Nargizian back as village manager
By Dan Hust
MONTICELLO Monday’s Monticello Village Board meeting turned into a free-for-all yelling session that consumed both the board and the audience.
Out of the tumult emerged Ray Nargizian, who is once again the village manager.
Trustee Carmen Rue introduced a resolution at the tail end of Monday’s meeting calling for Nargizian to be hired at $72,800 a year the maximum budgeted amount plus benefits and vacation/sick/personal days.
The resolution also stipulated that while the board can fire Nargizian for any reason, he is entitled to 30 days’ prior written notice. After termination, he’ll get six months’ full pay and benefits, plus compensation for any unused/accrued vacation days.
While Mayor Gordon Jenkins and Trustee TC Hutchins balked at the undiscussed resolution, trustees Scott Schoonmaker and Victor Marinello gave their assent, and amidst a shouting match that involved the whole room, Nargizian was rehired.
“If this isn’t a setup, I don’t know what is,” Jenkins fumed.
“I don’t know anything about Ray Nargizian,” Hutchins commented (he was appointed to the board at the same time Nargizian tendered his resignation after Jenkins was elected mayor). “... I have nothing against him, but damn, give me a chance!”
Rue angrily replied that the board had had multiple chances to hire a manager since March, when the village began advertising for a replacement to Interim Village Manager Zach Kelson.
She and Marinello accused Jenkins who has been serving as village manager since Kelson was fired in April of trying to push Lumberland Supervisor John LiGreci into the seat via a special meeting to interview him without their knowledge. Rue also criticized Jenkins’ lack of printed manager’s reports to the board.
Rue and Marinello praised Nargizian’s track record of bringing money into the village.
“Ray Nargizian was one of the ones behind the $10 million grant [for the sewer plant],” Marinello said after the meeting (see related article in today’s issue). “He started the whole thing.”
Plus, he added, Nargizian spearheaded a cooperative foreclosure agreement with the county, netting $700,000 for the village and leading to a zero percent tax increase.
“Without revenue and business in Monticello,” Marinello said, “we have no village.”

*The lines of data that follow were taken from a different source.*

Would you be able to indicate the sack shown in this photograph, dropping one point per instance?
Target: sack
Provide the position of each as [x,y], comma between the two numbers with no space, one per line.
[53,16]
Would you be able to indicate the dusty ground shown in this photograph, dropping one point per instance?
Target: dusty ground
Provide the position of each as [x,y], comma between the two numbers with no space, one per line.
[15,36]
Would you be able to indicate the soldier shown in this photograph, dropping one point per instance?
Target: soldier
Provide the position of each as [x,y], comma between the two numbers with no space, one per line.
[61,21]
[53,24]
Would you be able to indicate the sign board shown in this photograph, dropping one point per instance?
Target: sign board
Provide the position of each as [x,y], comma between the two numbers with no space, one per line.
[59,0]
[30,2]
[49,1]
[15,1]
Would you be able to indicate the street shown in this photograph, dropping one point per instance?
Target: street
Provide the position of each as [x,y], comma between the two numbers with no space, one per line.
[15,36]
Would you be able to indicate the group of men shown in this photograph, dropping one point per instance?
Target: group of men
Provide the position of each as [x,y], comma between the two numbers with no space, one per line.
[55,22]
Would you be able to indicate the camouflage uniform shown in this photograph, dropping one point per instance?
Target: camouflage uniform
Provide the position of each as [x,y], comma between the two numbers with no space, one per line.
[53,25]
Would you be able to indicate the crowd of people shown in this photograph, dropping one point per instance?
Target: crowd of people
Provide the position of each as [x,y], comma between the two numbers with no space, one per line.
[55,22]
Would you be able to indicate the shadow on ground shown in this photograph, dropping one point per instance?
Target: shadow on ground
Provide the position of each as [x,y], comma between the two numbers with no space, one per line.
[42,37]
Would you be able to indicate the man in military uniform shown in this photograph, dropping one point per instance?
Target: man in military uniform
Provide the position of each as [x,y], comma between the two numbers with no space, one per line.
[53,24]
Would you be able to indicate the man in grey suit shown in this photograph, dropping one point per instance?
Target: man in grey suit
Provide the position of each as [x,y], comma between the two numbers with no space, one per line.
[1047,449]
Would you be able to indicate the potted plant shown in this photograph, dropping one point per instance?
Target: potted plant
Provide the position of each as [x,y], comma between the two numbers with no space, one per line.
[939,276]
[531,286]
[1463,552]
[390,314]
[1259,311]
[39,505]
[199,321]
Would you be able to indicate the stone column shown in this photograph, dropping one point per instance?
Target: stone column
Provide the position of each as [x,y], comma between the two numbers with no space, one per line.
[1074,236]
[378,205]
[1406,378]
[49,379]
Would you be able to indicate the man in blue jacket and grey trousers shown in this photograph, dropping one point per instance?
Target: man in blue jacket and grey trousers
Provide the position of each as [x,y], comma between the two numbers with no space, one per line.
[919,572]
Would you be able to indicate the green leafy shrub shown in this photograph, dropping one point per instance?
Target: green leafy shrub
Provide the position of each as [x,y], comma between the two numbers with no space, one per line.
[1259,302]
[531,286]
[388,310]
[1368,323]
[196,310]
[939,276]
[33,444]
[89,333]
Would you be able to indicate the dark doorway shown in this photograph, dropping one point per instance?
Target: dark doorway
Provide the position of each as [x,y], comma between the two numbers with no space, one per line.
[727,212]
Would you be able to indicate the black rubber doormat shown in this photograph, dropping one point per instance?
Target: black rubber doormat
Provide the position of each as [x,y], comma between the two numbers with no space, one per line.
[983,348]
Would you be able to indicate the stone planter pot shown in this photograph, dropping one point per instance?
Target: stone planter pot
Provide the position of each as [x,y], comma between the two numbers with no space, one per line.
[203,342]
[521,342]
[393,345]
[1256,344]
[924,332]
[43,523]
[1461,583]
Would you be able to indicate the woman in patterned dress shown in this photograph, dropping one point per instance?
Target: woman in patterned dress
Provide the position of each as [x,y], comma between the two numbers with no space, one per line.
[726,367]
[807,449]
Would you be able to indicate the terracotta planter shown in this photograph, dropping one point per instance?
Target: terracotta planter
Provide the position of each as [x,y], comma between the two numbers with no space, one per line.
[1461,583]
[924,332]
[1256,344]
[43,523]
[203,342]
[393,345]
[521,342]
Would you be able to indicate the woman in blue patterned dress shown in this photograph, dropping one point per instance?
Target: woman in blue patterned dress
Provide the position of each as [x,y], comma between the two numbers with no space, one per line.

Rue told Monday’s audience that the conditions of his employment could be worked out later.
However, the resolution’s terms are binding, confirmed Village Attorney Jacob Billig, who first saw the resolution when Rue introduced it that evening.
The only way the terms could be changed is through a contract which would negate the board’s ability to fire Nargizian at will.
But that discussion remains to be had. For now, Jenkins angrily vowed he would not work with Nargizian.
“Me and Ray Nargizian will never see eye-to-eye,” Jenkins yelled over the din of the bickering audience. “... This is a setup. This mayor here will not play with Ray and will not play with the board.
“... As long as I live, I will never work with Ray Nargizian.”
Jenkins also stripped Schoonmaker of his deputy mayor title, furiously calling the trustee a “spineless bastard.” Hutchins was named deputy mayor instead.
Hutchins and Jenkins accused Rue, Marinello and Schoonmaker of holding secret illegal meetings to agree on rehiring Nargizian (the new village manager later told the Democrat he had met individually with those three trustees, but never as a group).
“How much is Carmen being paid for this?” Jenkins asked. “She should be fired!”
“I just hope the taxpayers and the people who vote in this town remember [this],” said Hutchins.
Marinello and Rue angrily replied that there had been no illegal meetings but that they simply felt it was time to hire a new manager and that Nargizian was a good choice.
“This was not a personal vendetta,” said Marinello after the meeting, noting he had told the mayor of his preference for Nargizian beforehand. “... He was doing a good job.”
Jenkins was unconvinced, and when it came time to hold an executive session to talk about police and ambulance contracts, he shoved it off onto Nargizian (though the board will have to discuss it at some point).
“Why go into executive session?” he told Billig. “Ray’s got to handle it.”
Meanwhile, Nargizian and Schoonmaker remained studiously silent as the chaos erupted around them.
Nargizian did accept the position, however, reporting for work on Tuesday.
“I appreciate the opportunity to serve the village again,” he told the Democrat at the end of the meeting. “It is my hope that we can be unified.”